Le mécanisme ne s’est pas limité à la Caisse des dépôts. Le Journal du dimanche a révélé que Veolia avait signé une convention avec le guide gastronomique Champérard — la même société dans laquelle Bauer détenait 50% du capital — pour 60 000 euros, renouvelée l’année suivante pour le même montant. Deux clients différents, un même actionnariat, des flux croisés.

L’exclusion des marchés publics prononcée en mars 2025 pour une durée de trois ans affecte directement ce modèle de facturation aux entités publiques.

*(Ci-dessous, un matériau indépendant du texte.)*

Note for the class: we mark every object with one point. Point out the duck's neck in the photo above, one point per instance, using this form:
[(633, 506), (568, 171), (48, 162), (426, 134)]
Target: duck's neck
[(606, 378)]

Mandats officiels, conférences et droits d’auteur

De 2003 à 2017, Bauer a présidé le conseil d’orientation de l’Observatoire national de la délinquance. Il a dirigé le conseil d’administration du Conseil supérieur de la formation et de la recherche stratégiques jusqu’à la même date, tout en siégeant au groupe de contrôle des fichiers de police. Entre 2012 et 2017, il a présidé le collège du Conseil national des activités privées de sécurité, institution dont il avait lui-même poussé la création.

Ces mandats sont officiellement bénévoles ou faiblement indemnisés. En 2008, Le Monde notait qu’Alain Bauer lui-même reconnaissait ne pas se rétribuer directement pour ses missions gouvernementales, mais « en termes d’influence ». Cette formule, qui lui est attribuée, résume assez exactement le fonctionnement : une présence institutionnelle permanente qui démultiplie la valeur commerciale du conseil privé.

Auteur de plus de 70 ouvrages — criminologie, franc-maçonnerie, terrorisme, gastronomie, dont plusieurs titres dans la collection « Que sais-je ? » des Presses universitaires de France — il perçoit des droits d’auteur dont le montant n’a jamais été rendu public. Il intervient régulièrement comme conférencier au théâtre Jean-Vilar, à l’Institut Diderot, au John Jay College de New York, à l’université de Fudan à Shanghai et à l’Institut international de l’antiterrorisme en Israël. Les honoraires correspondants restent non documentés.

Les chiffres qui circulent, et pourquoi ils ne valent rien

Plusieurs sites généralistes avancent une fortune personnelle comprise entre 3 et 10 millions de dollars. Aucun de ces chiffres ne repose sur une déclaration fiscale vérifiable, un document officiel ou une source identifiée. Ils sont à écarter.

Ce qui est documenté tient dans un périmètre plus étroit. Les contrats CDC représentent 925 000 euros hors taxes sur six ans. Les achats de guides Champérard par la CDC ajoutent 333 596 euros. La convention Veolia avec la même société s’élève à environ 120 000 euros sur deux ans. Le salaire du CNAM, entre 2009 et 2025, correspond à la grille publique de la fonction publique d’État. Tout le reste — droits d’auteur, conférences, contrats de conseil non judiciarisés — n’a fait l’objet d’aucune divulgation.

La structure de revenus d’Alain Bauer est opaque par construction. Ses activités privées n’ont jamais été soumises à aucune obligation de déclaration publique. C’est précisément parce que la justice s’en est mêlée que les montants les plus précis sont aujourd’hui connus.

Un réseau, un carnet d’adresses, un tarif

Conseiller de Michel Rocard de 1988 à 1990. Ami de Nicolas Sarkozy, qui a fait créer sa chaire par décret. Proche de Manuel Valls, dont il était le conseiller en matière de sécurité. Ces trois relations politiques majeures couvrent trois décennies et trois tendances différentes. Elles ont en commun d’avoir alimenté un carnet d’adresses dont la valeur commerciale était directement convertible.

L’affaire de la Caisse des dépôts en donne le mode d’emploi : des hauts responsables passés de la sphère politique à la direction de grandes institutions publiques ont continué à faire appel à un conseiller commun, sans procédure de mise en concurrence, pour des prestations que personne ne s’est donné la peine de formaliser par écrit. Ce système a fonctionné pendant six ans, de 2008 à 2014, avant que Mediapart n’en révèle l’existence.

La condamnation de mars 2025 — douze mois avec sursis, aucun jour de prison ferme — n’a mis fin ni à la carrière médiatique de Bauer ni à ses interventions publiques. Depuis son départ du CNAM, il continue d’apparaître sur les plateaux comme expert en sécurité et criminologie.